Recommended Age, Grade, and Reading Levels
- Age: 13 to 17
- Grade: 8 to 12
Cherie Dimaline told us this book should be classified as R. Wait, that is for movies - Oh, same thing. Language, themes, violence, sex and portrayal of drug use may be offensive to some readers. Reader discretion is advised. What is all the ruckus about? Naomi, a Native chambermaid in a busy downtown hotel, amuses herself by imagining the past, present and future lives of five hotel guests, whom she observed in passing, in the hotel lobby and through relics left in their rooms. Struck by their remains, their footprints and their clues, Naomi patches them together to weave tales of infatuation, love, infidelity, illness, death and family. In Red Rooms, Naomi tells the tales of the young prostitute and her invasive spirits, the terminally ill couture collector, the photographer looking for homegrown identity in foreign lands, the businesswoman who discovers the diary of a jingle-dress dancer and a woman emerging from an obsessive affair. They all check in for a temporary stay, living out complicated lives in these simple spaces. Strung together through Naomi's narration, the stories in Red Rooms portray a complex and beautiful urban Native community.
About the author
Cherie Dimaline is a Métis author and editor whose award-winning fiction has been published and anthologized internationally.
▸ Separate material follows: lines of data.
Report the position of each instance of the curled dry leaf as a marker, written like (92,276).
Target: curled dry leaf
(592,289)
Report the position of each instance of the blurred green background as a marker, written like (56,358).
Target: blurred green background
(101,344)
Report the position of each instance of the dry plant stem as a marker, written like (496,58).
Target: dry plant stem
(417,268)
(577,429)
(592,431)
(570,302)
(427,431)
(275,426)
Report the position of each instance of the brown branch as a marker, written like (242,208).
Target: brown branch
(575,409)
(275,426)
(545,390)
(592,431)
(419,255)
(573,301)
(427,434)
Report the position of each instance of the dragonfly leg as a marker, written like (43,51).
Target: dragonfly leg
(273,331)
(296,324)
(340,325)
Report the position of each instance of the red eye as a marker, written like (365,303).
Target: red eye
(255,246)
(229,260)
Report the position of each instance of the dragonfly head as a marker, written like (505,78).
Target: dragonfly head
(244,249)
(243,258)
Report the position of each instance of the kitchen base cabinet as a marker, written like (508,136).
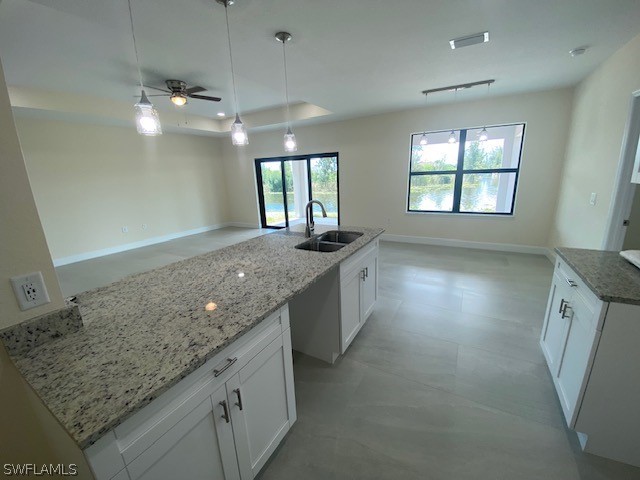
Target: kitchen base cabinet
(591,349)
(221,422)
(327,316)
(358,292)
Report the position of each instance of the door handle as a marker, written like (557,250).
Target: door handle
(562,303)
(239,402)
(225,415)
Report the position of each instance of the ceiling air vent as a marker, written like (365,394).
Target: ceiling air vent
(469,40)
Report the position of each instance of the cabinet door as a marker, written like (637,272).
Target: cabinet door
(575,361)
(554,331)
(350,312)
(369,288)
(198,447)
(260,399)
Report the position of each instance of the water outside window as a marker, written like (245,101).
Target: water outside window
(302,178)
(477,176)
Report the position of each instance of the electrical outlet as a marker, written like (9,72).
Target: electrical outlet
(30,290)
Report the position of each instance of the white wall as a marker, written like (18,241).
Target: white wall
(89,181)
(374,155)
(28,432)
(601,108)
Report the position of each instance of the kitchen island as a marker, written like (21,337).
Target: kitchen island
(146,333)
(590,341)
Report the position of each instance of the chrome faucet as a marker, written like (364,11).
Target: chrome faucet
(309,211)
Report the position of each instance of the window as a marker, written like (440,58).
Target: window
(469,175)
(286,184)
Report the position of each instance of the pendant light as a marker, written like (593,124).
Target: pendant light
(238,130)
(147,119)
(290,144)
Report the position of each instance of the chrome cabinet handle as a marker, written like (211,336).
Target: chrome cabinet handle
(239,402)
(225,415)
(230,361)
(562,304)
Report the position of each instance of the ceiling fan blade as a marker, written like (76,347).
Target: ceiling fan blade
(191,90)
(156,88)
(204,97)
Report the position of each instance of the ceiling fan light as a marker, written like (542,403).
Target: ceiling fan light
(147,119)
(239,132)
(179,99)
(483,134)
(290,144)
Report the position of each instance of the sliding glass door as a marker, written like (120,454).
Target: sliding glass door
(286,184)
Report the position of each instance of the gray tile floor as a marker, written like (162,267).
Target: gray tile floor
(445,381)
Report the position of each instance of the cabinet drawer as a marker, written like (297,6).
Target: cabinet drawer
(139,432)
(587,301)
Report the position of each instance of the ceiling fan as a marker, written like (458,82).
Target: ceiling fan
(178,92)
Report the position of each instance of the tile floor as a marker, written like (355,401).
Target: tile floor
(445,381)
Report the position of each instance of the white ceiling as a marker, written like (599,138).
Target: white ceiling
(351,57)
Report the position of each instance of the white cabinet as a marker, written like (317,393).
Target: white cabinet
(223,421)
(358,292)
(568,336)
(591,348)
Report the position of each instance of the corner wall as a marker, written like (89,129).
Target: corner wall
(89,181)
(601,109)
(374,156)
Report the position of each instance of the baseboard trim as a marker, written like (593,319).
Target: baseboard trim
(58,262)
(450,242)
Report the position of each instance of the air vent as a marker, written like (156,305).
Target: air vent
(474,39)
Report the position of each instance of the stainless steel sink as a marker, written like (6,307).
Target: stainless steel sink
(338,236)
(315,245)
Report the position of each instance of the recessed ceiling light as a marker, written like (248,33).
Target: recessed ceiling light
(474,39)
(576,52)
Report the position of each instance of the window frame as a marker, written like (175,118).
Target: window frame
(460,171)
(306,158)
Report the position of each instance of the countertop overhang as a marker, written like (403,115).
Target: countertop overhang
(609,276)
(145,333)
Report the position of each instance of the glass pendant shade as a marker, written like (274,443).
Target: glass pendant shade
(290,144)
(239,132)
(483,134)
(147,119)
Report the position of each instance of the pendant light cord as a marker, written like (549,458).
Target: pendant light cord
(286,84)
(135,48)
(233,76)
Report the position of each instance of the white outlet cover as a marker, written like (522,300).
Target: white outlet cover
(30,290)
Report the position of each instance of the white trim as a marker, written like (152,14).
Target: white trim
(622,197)
(142,243)
(242,225)
(450,242)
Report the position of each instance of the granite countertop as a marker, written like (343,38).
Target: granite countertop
(145,333)
(609,276)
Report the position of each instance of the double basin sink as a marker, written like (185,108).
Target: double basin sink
(329,241)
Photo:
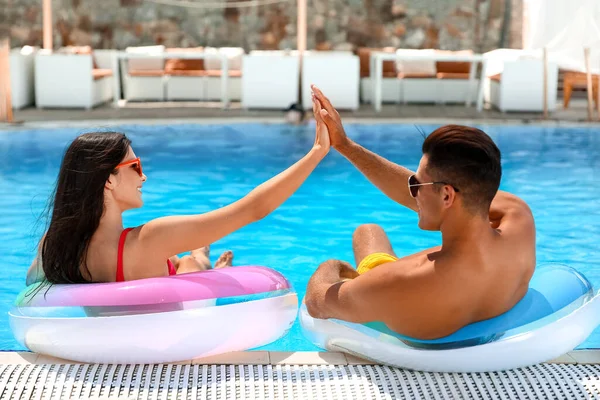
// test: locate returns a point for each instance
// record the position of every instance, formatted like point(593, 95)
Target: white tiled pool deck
point(290, 375)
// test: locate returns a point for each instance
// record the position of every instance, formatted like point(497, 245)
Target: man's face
point(429, 199)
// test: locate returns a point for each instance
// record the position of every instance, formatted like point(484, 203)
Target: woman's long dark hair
point(79, 203)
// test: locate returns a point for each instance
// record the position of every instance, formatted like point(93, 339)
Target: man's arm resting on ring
point(363, 299)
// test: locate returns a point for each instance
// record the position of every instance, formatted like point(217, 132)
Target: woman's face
point(127, 188)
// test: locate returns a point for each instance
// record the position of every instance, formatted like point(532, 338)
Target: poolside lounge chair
point(578, 80)
point(73, 77)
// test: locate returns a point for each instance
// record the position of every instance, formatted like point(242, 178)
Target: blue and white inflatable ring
point(560, 310)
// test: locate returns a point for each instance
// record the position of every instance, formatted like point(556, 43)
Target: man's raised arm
point(390, 178)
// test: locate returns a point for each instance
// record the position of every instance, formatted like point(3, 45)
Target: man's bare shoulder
point(511, 215)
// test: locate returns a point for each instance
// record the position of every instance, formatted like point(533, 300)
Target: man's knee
point(366, 230)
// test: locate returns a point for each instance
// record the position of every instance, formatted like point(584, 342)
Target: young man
point(486, 259)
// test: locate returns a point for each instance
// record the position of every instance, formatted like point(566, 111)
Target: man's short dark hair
point(468, 159)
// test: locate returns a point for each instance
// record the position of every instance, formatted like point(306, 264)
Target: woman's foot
point(201, 256)
point(225, 260)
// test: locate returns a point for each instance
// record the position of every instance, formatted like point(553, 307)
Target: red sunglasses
point(414, 184)
point(136, 164)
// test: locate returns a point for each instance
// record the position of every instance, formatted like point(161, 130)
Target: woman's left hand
point(322, 141)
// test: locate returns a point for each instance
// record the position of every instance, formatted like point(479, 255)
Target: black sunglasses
point(414, 184)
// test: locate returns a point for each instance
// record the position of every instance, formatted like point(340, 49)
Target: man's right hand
point(332, 120)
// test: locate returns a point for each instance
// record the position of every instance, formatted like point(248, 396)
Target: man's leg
point(368, 239)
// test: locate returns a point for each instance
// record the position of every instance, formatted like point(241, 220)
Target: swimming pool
point(197, 168)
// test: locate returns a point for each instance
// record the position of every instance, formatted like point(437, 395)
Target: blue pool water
point(198, 168)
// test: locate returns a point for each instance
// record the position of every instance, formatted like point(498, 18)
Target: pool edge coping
point(584, 356)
Her novels include Red Rooms, The Girl Who Grew A Galaxy, A Gentle Habit, The Marrow Thieves and Empire of Wild. In 2014, she was named the Emerging Artist of the Year at the Ontario Premier’s Award for Excellence in the Arts, and became the first Indigenous Writer in Residence for the Toronto Public Library. Her young adult novel The Marrow Thieves has won the Governor General’s Literary Award, the Kirkus Prize, the Burt Award for First Nations, Métis and Inuit Literature and was a finalist for the Trillium Book Award and, among other honors, was a fan favorite in the 2018 edition of CBC's Canada Reads. It was also a Book of the Year on numerous lists including NPR, School Library Journal, the New York Public Library, the Globe & Mail, Quill & Quire and the CBC. From the Georgian Bay Métis Community in Ontario, she now lives in Vancouver.
"Haunting and complex Red Rooms is the Native Rosetta Stone. A lovely tour de force from an up-and-coming writer to watch."